= Highly charged ion =

Ions in high charge states

Highly charged ions (HCI) are ions in very high charge states due to the loss of many or most of their bound electrons by energetic collisions or high-energy photon absorption. Examples are 13-fold ionized iron, Fe^{13+} or Fe XIV in spectroscopic notation, found in the Sun's corona, or naked uranium, U^{92+} (U XCIII in spectroscopic notation), which is bare of all bound electrons, and which requires very high energy for its production. HCI are found in stellar corona, in active galactic nuclei, in supernova remnants, and in accretion disks. Most of the visible matter found in the universe consists of highly charged ions.

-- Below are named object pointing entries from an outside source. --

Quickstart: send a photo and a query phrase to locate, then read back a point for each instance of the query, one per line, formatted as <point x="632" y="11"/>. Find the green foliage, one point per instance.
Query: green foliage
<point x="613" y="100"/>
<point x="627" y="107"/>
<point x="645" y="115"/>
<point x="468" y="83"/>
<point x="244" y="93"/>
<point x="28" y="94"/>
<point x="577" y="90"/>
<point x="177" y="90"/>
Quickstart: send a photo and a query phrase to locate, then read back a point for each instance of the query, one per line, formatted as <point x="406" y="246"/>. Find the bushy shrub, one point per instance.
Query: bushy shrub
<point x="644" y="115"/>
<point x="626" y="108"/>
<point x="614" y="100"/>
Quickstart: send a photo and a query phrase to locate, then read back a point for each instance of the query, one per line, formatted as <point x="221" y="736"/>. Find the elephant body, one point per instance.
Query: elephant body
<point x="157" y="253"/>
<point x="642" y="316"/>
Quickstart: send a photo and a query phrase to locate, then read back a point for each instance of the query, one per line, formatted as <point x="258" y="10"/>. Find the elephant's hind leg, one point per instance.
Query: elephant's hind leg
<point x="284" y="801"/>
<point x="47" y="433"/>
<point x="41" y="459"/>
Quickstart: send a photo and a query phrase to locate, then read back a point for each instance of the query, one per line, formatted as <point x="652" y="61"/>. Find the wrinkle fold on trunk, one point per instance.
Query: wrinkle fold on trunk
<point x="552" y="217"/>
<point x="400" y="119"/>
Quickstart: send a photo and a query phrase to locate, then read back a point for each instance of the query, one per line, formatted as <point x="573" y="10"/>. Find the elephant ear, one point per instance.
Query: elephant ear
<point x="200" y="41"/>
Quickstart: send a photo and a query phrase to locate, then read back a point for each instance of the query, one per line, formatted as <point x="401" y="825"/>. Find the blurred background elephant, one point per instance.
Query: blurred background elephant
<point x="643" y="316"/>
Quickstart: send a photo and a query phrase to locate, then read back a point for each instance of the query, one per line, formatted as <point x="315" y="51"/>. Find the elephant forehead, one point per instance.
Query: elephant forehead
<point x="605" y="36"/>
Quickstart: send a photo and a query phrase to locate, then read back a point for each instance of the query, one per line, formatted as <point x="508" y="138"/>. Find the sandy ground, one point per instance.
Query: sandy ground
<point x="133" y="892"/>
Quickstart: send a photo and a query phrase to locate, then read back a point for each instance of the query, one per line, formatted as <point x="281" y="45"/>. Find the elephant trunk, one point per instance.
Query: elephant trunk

High temperature plasmas used for nuclear fusion energy research also contain HCI generated by the plasma-wall interaction (see Tokamak). In the laboratory, HCI are investigated by means of heavy ion particle accelerators and electron beam ion traps. They might have applications in improving atomic clocks, advances in quantum computing, and more accurate measurement of fundamental physical constants. Very highly charged ions are made in larger quantities in nuclear explosions. A temperature of around 350,000,000 K is representative of the conditions in thermonuclear weapons. At these temperatures, uranium and plutonium can achieve ionization states of 80 to 85. The last ionization energy for Pu and U (Pu XCV and U XCIII) is about 120 KeV. Because 120 KeV represents a temperature of 1.4 billion K, complete ionization of these atoms would normally be expected only in the most extreme conditions of thermonuclear weapons, if at all.